Die Schadstoffe könnten in den Turbinen bei starker Hitze aus Kerosin, Ölen oder Enteisungsmitteln freigesetzt werden und über undichte Stellen im Triebwerk in die Zapfluft gelangen, vermuten die Mediziner. In fast allen Passagierflugzeugen wird die Kabinenluft aus den Triebwerken abgezapft. Dort finden Techniker immer wieder Lachen von Öl oder Enteisungsmitteln.

Landung mit der Sauerstoffmaske

Sogenannte „Fume Events“ (Dunst-Ereignisse) im Luftverkehr sind bereits seit den 1950er Jahren beschrieben. Für die Zeit von 2006 bis 2013 hat die Bundesstelle für Flugunfalluntersuchungen (BFU) bei deutschen Fluggesellschaften nicht weniger als 663 Fälle registriert.

Für Aufsehen sorgte etwa Ende 2010 ein Zwischenfall in einem Germanwings-Airbus beim Landeanflug auf Köln. Pilot und Copilot setzten während der Landung Sauerstoffmasken auf, nachdem sie einen scharfen Brandgeruch wahrgenommen hatten und ihnen übel geworden war. Die Maschine landete damals sicher.

Trotz der vielen Vorfälle fehlt bislang der wissenschaftliche Nachweis, dass Kabinenluft Krankheiten verursachen kann. Sollten sich die Befürchtungen bestätigen, wäre wohl vor allem das Flugpersonal betroffen, das Risiko für Passagiere scheint deutlich geringer.

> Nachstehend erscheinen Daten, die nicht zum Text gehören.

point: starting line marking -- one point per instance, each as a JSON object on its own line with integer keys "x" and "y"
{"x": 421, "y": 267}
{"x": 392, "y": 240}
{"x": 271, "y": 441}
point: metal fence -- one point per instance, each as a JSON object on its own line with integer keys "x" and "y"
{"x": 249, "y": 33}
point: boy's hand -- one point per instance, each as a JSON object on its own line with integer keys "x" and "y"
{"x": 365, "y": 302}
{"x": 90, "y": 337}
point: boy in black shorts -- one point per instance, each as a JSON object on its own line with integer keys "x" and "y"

Die Göttinger Mediziner sind dem Zusammenhang nach eigenen Angaben nun nähergekommen. Ihre Forschungsergebnisse wollen sie in den kommenden Wochen auf Tagungen und in Fachartikeln präsentieren. Das Krankheitsbild des bislang umstrittenen aerotoxischen Syndroms soll so genauer umrissen werden.